Armory Show 2014: 11 Installations to See This Weekend

NEW YORK—Part of the appeal of the Armory Show and the countless other art fairs that have sprouted up in recent years—whether their focus is blue-chip fine art or emerging artists and independent galleries—is the spectacle factor. Live performance art and grand installations intrigue visitors season after season.

You could use the installations as sign posts to navigate the show. Scale and innovative use (or reuse) of materials are usually at play, along with considerations such as light, gravity, balance and composition to create works that complement, and in some cases help define, an artist’s practice.

The following is a selection of 11 compelling works, a great majority of them suspended in air like “NGC 5457,” 2014 (metal, iridescent acrylic, polyester, nylon monofilament, stainless steel thread, adhesive) by Tomas Saraceno (shown above) at Andersen’s Contemporary of Denmark.

All photos © Arts Observer

This vertical sculpture composed of assembled scrap wood in various hues of green and tan is complemented by a trio of similar structures at the entrance to the Armory Show near the bar/lounge area.

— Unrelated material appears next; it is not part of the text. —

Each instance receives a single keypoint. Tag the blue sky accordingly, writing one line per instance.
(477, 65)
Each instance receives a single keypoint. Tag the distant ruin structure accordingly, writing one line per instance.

“Cloud Prototype No. 2,” 2006 by Inigo Manglano-Ovalle at Galerie Thomas Schulte of Berlin.

“Body Web I,” 2008 (forged ball bearings) by Antony Gormley at Sean Kelly Gallery of New York.

Detail of “Body Work I.”

“Obituary Note,” 2013 (burnt wood and bronze) by Tallur L.N. at Jack Shainman Gallery.

“White Speech Bubble III,” 2012 (polyester varnish clear coated) by Jurgen Drescher at Mai 36 Galerie of Zurich.

“Oyster #5,” 2013-14 (wood galvanized steel, flashe on panel, fabric on panel, silver and gesso on panel, framed type c paint, oil on canvas, enamel on aluminum, oiled wood, various fasteners) by Michelle Grabner and Brad Killam at James Cohan Gallery of New York.

Grabner is a co-creator of the 2014 Whitney Biennial. The Chicago Tribune spoke to her about the “highest-profile job of her career.”

The reverse of “Oyster #5” shows the remnants and textured of the steel garbage cans from which it was constructed.

“Behemoth,” 2012 (virgin cork and pure pigment) Jason Martin at Galerie Forsblom of Helsinki.

“Merrivale Circle,” 1994 (approximately 57 granite stones) by Richard Long at Lisson Gallery of the UK.

Detail of “Soundsuit,” 2014 (mixed media including fabric, buttons, antique sifter, and wire) by Nick Cave at Jack Shainman Gallery.

“Distant Cousin,” 2008 (stainless steel; version 1) by Tony Cragg at Galerie Thaddaeus Ropac of Paris. In the background, from left, works by Andy Warhol and George Baselitz.